Clear Filters
Clear Filters

How to perform row operations on a large MATRIX or CELL efficiently?

2 views (last 30 days)
I have a large CELL of the order 18000x4 (Or a MATRIX of the similar order) Each CELL element is a 'name' and therefore a string (In case of Matrix it is a 'number') The operation I need to do is explained in the following example (Please find relevant files attached).
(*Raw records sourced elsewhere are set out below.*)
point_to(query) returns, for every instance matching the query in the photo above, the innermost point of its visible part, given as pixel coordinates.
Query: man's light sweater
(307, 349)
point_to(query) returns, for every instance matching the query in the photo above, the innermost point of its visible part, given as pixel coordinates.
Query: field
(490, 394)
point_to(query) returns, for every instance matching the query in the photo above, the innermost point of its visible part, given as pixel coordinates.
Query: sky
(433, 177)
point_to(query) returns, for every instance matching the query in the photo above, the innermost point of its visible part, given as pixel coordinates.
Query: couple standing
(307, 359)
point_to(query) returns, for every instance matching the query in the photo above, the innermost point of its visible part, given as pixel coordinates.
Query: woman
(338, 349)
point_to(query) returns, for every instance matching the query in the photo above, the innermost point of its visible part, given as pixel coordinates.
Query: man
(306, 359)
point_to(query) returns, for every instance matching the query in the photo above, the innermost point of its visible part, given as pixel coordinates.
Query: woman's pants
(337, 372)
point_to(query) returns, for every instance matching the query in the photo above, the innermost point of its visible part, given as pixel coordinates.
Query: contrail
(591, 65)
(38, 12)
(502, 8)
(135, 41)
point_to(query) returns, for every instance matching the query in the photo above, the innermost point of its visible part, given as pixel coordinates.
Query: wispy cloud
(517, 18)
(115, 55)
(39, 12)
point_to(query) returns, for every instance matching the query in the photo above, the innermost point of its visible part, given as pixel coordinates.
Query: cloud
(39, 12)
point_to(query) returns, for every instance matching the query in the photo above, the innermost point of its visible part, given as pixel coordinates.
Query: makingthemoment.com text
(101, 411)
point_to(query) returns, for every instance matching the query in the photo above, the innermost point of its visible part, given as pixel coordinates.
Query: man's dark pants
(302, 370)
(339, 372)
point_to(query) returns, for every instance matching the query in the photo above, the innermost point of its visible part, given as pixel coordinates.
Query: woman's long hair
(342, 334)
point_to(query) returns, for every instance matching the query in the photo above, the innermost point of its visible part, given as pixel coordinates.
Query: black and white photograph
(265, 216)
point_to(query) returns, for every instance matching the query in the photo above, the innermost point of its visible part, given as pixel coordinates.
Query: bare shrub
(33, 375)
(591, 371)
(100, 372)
Example:
CELL INPUT
'1' '3' '4' []
'1' '3' '5' []
'1' '3' '6' []
'1' '4' '4' []
'1' '4' '5' []
'1' '4' '6' []
'2' '3' '4' []
'2' '3' '5' []
'2' '3' '6' []
'2' '4' '4' []
'2' '4' '5' []
'2' '4' '6' []
'5' '4' [] []
'5' '7' [] []
'6' '8' '4' []
'6' '8' '7' []
'9' '10' [] []
CELL OUTPUT
'1' '4' [] []
'1' '3' '5' []
'1' '3' '6' []
'2' '4' [] []
'2' '3' '5' []
'2' '3' '6' []
'4' '5' [] []
'5' '7' [] []
'4' '6' '8' []
'6' '7' '8' []
'10' '9' [] []
There are 2 main operations done to get the output:
1) Delete the duplicates in the rows. (1 4 4) ---> (1 4) and (2 4 4) ---> (2 4) in the above example.
2) After step (1), compare every row and delete the supersets of the row if any. (1 3 4) (1 4 5) (1 4 6) deleted because they are supersets of (1 4). Similarly, (2 3 4) (2 4 5) (2 4 6) are deleted because they are supersets of (2 4)
I have written a MATLAB function called 'minimize' which does this operation. But, when I need to do this for a large CELL of order 8656x4, MATLAB keeps running and there is no solution after 48hours. I need to get this done for even larger orders of the CELL and within a time frame of 1-2 hours.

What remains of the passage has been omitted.